NERV, long anticipating the Angels’ attack, has developed the only weapon
that might be useful against them: a humanoid bio-mecha, the Evangelion,
which can generate its own A.T. Field, which, canceling that of the Angel,
allows them to close in for brutal hand-to-hand combat. The Eva Units contain
strictly limited internal power (in fact, at first they run off extension
cords), and their combat strategy is centered around confronting the Angels
as they come into Tokyo-3, whose massive elevators, power cables, and weapons
caches are all designed to support the Eva. The three Eva units, however,
can only be piloted by certain 14-year-olds, known formally as the “Children,”

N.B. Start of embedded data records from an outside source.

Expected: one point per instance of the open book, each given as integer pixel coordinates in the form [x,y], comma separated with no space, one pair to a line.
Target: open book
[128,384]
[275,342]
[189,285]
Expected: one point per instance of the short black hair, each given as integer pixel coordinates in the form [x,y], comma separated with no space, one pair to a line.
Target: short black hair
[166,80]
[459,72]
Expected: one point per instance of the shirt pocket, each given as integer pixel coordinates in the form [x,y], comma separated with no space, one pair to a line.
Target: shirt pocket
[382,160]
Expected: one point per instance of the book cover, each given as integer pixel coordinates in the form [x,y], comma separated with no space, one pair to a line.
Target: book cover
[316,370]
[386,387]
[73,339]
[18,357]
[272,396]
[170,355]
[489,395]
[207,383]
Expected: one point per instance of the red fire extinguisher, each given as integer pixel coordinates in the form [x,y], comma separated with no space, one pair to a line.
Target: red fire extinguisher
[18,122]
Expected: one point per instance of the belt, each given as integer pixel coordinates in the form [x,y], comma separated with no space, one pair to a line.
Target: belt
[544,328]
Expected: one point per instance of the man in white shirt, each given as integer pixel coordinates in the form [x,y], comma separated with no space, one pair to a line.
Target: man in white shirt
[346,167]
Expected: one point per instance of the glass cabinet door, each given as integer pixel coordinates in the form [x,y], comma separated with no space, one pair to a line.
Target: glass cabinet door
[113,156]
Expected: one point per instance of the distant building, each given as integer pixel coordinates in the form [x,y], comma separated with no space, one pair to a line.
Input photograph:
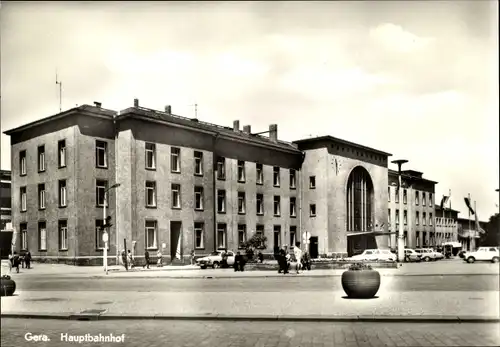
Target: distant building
[417,210]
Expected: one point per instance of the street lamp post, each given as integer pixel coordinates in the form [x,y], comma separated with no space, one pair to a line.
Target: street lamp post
[105,236]
[401,251]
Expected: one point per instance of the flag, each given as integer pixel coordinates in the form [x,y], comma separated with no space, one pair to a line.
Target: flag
[467,202]
[444,200]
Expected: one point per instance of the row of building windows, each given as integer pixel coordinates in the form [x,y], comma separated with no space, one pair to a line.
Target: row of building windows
[405,218]
[405,197]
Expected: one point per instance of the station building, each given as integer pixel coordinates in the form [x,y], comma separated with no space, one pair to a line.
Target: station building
[187,185]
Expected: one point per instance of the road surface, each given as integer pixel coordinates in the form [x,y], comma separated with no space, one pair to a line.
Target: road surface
[277,284]
[242,334]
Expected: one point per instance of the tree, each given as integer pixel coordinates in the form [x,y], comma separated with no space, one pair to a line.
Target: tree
[492,235]
[257,241]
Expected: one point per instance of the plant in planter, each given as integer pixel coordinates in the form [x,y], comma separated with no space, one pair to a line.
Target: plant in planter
[360,281]
[7,286]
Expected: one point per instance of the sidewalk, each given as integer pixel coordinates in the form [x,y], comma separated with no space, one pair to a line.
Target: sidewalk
[324,305]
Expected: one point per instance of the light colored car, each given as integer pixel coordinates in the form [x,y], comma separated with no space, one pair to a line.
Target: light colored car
[411,255]
[483,254]
[214,260]
[374,255]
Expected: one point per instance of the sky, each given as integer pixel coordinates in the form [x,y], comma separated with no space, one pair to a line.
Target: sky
[415,79]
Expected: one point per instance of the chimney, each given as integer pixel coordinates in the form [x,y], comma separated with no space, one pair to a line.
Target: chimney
[247,129]
[273,132]
[236,125]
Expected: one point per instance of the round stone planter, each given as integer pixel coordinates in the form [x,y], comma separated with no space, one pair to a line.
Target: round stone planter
[361,284]
[7,286]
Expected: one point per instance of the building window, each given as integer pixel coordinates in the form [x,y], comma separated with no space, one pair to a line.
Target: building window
[259,231]
[276,176]
[312,182]
[242,235]
[175,160]
[241,171]
[23,199]
[198,198]
[312,210]
[221,235]
[99,243]
[198,163]
[260,204]
[151,234]
[100,190]
[293,206]
[293,179]
[221,168]
[241,202]
[277,207]
[199,239]
[260,173]
[63,235]
[176,196]
[41,196]
[24,236]
[277,236]
[101,151]
[293,235]
[41,158]
[42,236]
[150,156]
[221,201]
[61,153]
[22,163]
[150,194]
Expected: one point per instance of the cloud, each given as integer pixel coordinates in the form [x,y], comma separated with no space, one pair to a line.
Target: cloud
[394,37]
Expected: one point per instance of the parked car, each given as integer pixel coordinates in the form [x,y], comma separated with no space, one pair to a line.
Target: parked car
[374,255]
[411,255]
[214,260]
[427,254]
[483,254]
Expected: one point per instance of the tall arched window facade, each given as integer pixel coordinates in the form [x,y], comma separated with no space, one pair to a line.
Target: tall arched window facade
[359,200]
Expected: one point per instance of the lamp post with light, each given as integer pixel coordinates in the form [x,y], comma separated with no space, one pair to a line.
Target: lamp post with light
[105,236]
[401,251]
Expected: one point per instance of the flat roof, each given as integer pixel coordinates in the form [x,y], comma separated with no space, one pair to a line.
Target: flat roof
[341,141]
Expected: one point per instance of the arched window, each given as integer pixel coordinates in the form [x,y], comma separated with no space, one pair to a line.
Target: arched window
[359,200]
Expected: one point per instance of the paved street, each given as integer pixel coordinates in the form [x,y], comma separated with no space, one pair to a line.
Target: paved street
[258,334]
[273,284]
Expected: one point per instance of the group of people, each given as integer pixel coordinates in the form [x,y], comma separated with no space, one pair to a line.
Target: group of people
[16,259]
[284,258]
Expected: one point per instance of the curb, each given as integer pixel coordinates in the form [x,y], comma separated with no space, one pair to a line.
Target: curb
[262,318]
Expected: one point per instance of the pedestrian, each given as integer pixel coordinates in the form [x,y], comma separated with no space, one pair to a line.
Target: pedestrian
[159,262]
[193,254]
[146,258]
[298,256]
[27,259]
[238,262]
[15,261]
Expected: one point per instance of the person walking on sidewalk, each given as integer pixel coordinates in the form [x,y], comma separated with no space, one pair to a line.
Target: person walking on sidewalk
[146,257]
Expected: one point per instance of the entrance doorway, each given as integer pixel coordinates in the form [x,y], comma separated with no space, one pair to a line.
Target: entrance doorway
[175,241]
[313,247]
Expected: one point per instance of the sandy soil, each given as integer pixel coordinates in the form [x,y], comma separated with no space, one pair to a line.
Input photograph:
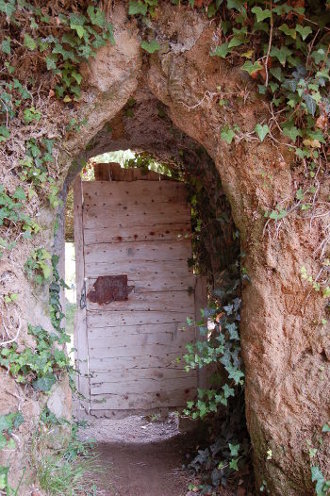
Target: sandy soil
[139,457]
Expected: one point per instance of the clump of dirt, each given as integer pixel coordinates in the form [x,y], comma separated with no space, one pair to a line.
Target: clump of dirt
[135,429]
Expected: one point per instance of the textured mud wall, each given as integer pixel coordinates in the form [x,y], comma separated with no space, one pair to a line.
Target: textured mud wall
[283,347]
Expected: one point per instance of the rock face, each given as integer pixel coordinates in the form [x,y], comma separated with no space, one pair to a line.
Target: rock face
[283,345]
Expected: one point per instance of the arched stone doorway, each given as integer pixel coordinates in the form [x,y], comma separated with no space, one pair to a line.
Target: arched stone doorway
[282,346]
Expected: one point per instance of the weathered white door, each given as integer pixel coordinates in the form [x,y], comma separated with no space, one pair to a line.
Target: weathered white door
[135,293]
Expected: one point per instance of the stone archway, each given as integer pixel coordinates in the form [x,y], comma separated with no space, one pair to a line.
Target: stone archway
[282,348]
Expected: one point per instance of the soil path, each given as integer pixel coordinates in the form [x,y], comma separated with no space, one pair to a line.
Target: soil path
[140,458]
[143,469]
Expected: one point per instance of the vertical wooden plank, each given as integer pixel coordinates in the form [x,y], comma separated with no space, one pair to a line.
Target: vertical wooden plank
[80,327]
[203,374]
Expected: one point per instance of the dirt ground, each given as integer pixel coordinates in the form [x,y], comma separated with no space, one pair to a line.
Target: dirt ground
[139,457]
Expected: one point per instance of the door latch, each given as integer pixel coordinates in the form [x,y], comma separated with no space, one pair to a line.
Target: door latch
[82,302]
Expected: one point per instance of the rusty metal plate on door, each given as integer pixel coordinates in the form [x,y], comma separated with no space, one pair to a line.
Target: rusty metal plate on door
[109,288]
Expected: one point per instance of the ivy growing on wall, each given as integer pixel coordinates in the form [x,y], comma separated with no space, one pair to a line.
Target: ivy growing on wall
[281,45]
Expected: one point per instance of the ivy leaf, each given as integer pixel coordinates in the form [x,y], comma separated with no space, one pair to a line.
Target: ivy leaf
[136,8]
[5,45]
[235,374]
[234,449]
[318,477]
[80,30]
[277,73]
[262,131]
[19,194]
[7,8]
[29,42]
[261,15]
[249,67]
[44,383]
[4,134]
[234,464]
[304,31]
[310,103]
[220,51]
[281,54]
[228,391]
[300,194]
[236,4]
[318,55]
[288,31]
[96,15]
[150,47]
[227,134]
[51,62]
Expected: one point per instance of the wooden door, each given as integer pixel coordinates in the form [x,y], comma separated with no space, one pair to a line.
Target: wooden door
[135,292]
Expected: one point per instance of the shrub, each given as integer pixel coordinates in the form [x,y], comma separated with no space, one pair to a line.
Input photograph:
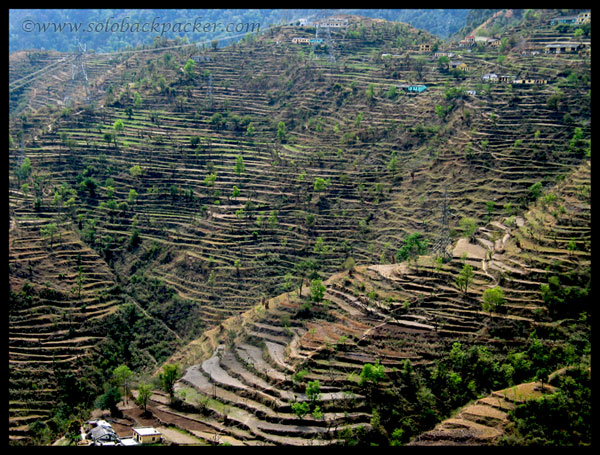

who can “synch” with them, although what qualifies any particular Child
to do so also remains unknown.…
Neon Genesis Evangelion: Book Two, a five-issue monthly series, is written and drawn by Yoshiyuki Sadamoto from an original concept by Gainax. Issue #1 is 48 pages long and retails for $3.50 in the U.S. and $4.75 in Canada. Issue #2 is 40 pages long with four full-color pages and retails for $3.25 in the U.S. and $4.40 in Canada. Issues #3-5 are 32 pages long and retail for $2.95 in the U.S. and $4.00 in Canada.